SnapEdit Assumption Test Card Design – Team 13
Assumption selection criteria
When it comes to how we identify our riskiest assumptions, we had two main frameworks to assess them under. The first is according to our assumption map, with the uncertainty and importance axes, and the second was our initial business problems and needs. Since SnapEdit faces user churn to Canva and low user retention, we put business critical assumptions (ie. clear differentiation from Canva enough to avoid churn, addresses clear use cases as the most appropriate choice from users, provides enough value that the user is confident in both the final output and will keep returning to) as riskiest and priority to address over just product usability.
Mapping assumptions to their risks
For example, when it comes to the multi-step design workflow that we provide, we are not interested in testing how users navigate the flow and what options they’d like to see along the design process – instead, we are focused on understanding whether they want to use it, which is especially important since entry into the product requires starting with a prompt rather than browsing templates as our competitor does (we chose a prompt start to expand to more use cases other than mobile and appear less limiting, which is another assumption tied into this). For a user, an unnatural start to the design flow can be an intimidating behavioral shift and lead to churn if we don’t prove value fast or provide proper guidance, so this was a hypothesis we chose to test. Another important, uncertain, and business critical risk that we ended up testing is what our users will prioritize in their design work that would make them choose us over Canva for it – for us, we’ve made the bet that users value speed over full design control, and the product took a complete turn to prioritize that expectation.

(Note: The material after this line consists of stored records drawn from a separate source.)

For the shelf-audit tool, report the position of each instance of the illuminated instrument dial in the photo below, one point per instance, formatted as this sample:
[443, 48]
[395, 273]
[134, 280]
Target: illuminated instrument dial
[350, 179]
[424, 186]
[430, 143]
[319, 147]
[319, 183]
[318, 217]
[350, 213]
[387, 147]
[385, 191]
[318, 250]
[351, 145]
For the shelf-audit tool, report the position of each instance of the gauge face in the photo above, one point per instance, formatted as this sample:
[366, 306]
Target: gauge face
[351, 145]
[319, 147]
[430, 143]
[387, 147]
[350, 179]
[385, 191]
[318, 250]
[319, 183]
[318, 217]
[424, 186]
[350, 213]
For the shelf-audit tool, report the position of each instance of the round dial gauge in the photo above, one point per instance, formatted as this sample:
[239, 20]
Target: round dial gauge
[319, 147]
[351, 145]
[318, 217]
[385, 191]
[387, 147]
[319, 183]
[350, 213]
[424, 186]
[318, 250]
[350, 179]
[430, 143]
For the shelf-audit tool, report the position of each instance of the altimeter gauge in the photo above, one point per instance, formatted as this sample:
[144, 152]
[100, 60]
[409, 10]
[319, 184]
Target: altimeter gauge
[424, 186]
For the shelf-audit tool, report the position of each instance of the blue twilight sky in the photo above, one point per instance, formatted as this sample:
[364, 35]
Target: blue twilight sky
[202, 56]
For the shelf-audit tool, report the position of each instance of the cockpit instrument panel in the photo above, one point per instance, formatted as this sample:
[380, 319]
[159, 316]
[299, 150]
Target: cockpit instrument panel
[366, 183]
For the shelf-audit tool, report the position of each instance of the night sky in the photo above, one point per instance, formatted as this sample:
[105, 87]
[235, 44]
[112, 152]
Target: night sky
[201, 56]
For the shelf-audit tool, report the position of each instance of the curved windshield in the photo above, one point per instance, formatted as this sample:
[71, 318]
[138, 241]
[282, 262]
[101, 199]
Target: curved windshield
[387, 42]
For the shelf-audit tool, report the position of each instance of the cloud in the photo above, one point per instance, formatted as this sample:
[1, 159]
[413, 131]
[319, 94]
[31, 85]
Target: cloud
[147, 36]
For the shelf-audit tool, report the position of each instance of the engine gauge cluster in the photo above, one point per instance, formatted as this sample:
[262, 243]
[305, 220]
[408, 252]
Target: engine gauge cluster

However, it’s also because we’re confident that it’s our biggest differentiator to Canva and what we can overtake Canva in. There are many risks attached to this – users that prioritize speed may not prioritize only speed, and would users prioritize speed enough to choose it over a design powerhouse like Canva?
So, product usability perception was actually uniquely important to our product success due to a recent pivot in product improvement direction. We went from a regular design tool with AI-finetuning that focuses on manual design work improvements on a canvas over to an AI-guided step by step workflow, so confidence in the product to produce a high quality output before the final generation is especially important to us for adoption and acceptance from current SnapEdit users (although we did weave all our previous features into the step-by-step workflow, we need to make it obvious that despite seeming more “simple”, we’re still “sophisticated” – a core value prop of SnapEdit). However, that also means that the novelty of the workflow gives us new uncertainty on whether it will be accepted by current users and new users who come across the web app. The sophisticated element is important – for design use cases, the final output matters most, and users will only be willing to stay and eventually pay if the product provides speed and quality (although willingness to pay was not one of our key assumptions to test, as we focused more on retention). Even without giving users full design control, we want our product to feel and truly be high quality.
We had a discussion on whether to test if users still feel that they are in control throughout the workflow to keep our users who wanted it, but we made a decision to choose sophistication (and perceived sophistication) over control since we already knew that users were drawn to our product for its simplicity (from the high top-of-funnel metrics and downloads), but left due to feature limitations in terms of what they can create, not how they would create the design. Sophistication encapsulates what the users want as a final output (and perceived feelings would aid in acquisition!), and control was something that we could weave into the flow at any point later on.
Test #1 Overarching assumption: Users value speed over design control enough to choose SnapEdit over Canva for their use case.

Test #2 Overarching assumption: Prompt-first design generation will lead to faster and more relevant design options than template browsing.

Test #3 Overarching assumption: Users see the AI-guided workflow as sophisticated and trustworthy enough to produce high quality designs for their use cases (so we’re still “simple-to-sophisticated”, not just simple).